PBN PHOTO/DAVID LEVESQUE
EATING WELL: Eleven-year-old Ryan Morel makes a salad while his mother, Dana, looks on. Ryan dropped from size 16 to size 12 through diet.
Posted 1/9/12

Rhode Island – like the nation as a whole – is facing an epidemic in childhood obesity, with severe long-term health and economic consequences.

The overweight child is going to be in the work force down the road, with a tremendous potential impact on health costs, warns Rena R. Wing, director of the Weight Control and Diabetes Research Center within the Centers for Behavioral and Preventive Medicine in Providence.

The United Health Foundation last month released a national report that found that no state had an obesity prevalence of less than 20 percent.

Identifying the problem is the first step, but the larger question remains: What are the most effective strategies to combat obesity in children and families?

Toward that end, UnitedHealthcare launched its “beta” version of a family based, pilot workplace-wellness program, JOIN, in October 2011, in partnership with Raytheon Corp., one of the region’s largest private employers, working with groups of employees in Portsmouth and in Massachusetts.
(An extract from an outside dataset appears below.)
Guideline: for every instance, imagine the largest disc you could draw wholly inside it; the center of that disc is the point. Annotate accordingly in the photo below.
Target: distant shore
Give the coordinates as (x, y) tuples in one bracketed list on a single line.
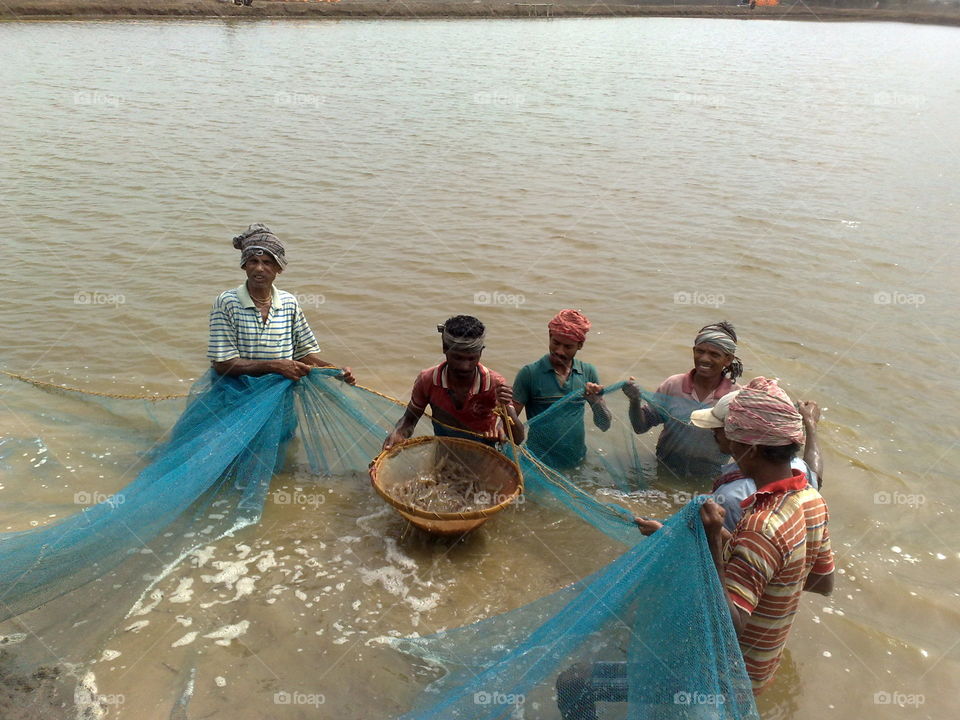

The JOIN program extends fully reimbursed wellness programs to children of employees, helping kids and teens achieve a healthy weight to combat the national epidemic in obesity. About 75 families are expected to participate in the 12-month pilot program that, if successful, will serve as a rollout for a national program in 2012, according to Tom Beauregard, executive vice president at UnitedHealthcare.

The evidence-based program builds upon an initial clinical study conducted in Rhode Island in a partnership between the YMCA of Greater Providence, UnitedHealthcare and Gary Foster, director of Temple University’s Center for Obesity Research and Education.

That clinical study, begun in January 2011, targeted children between the ages of 6 and 17 who are above the 85th percentile for body-mass index, or BMI, a measure of body fat based on height and weight. The study looked to fill a void for families who are struggling with the effects of excess weight and its consequences, according to Karen Leslie, CEO of the YMCA of Greater Providence.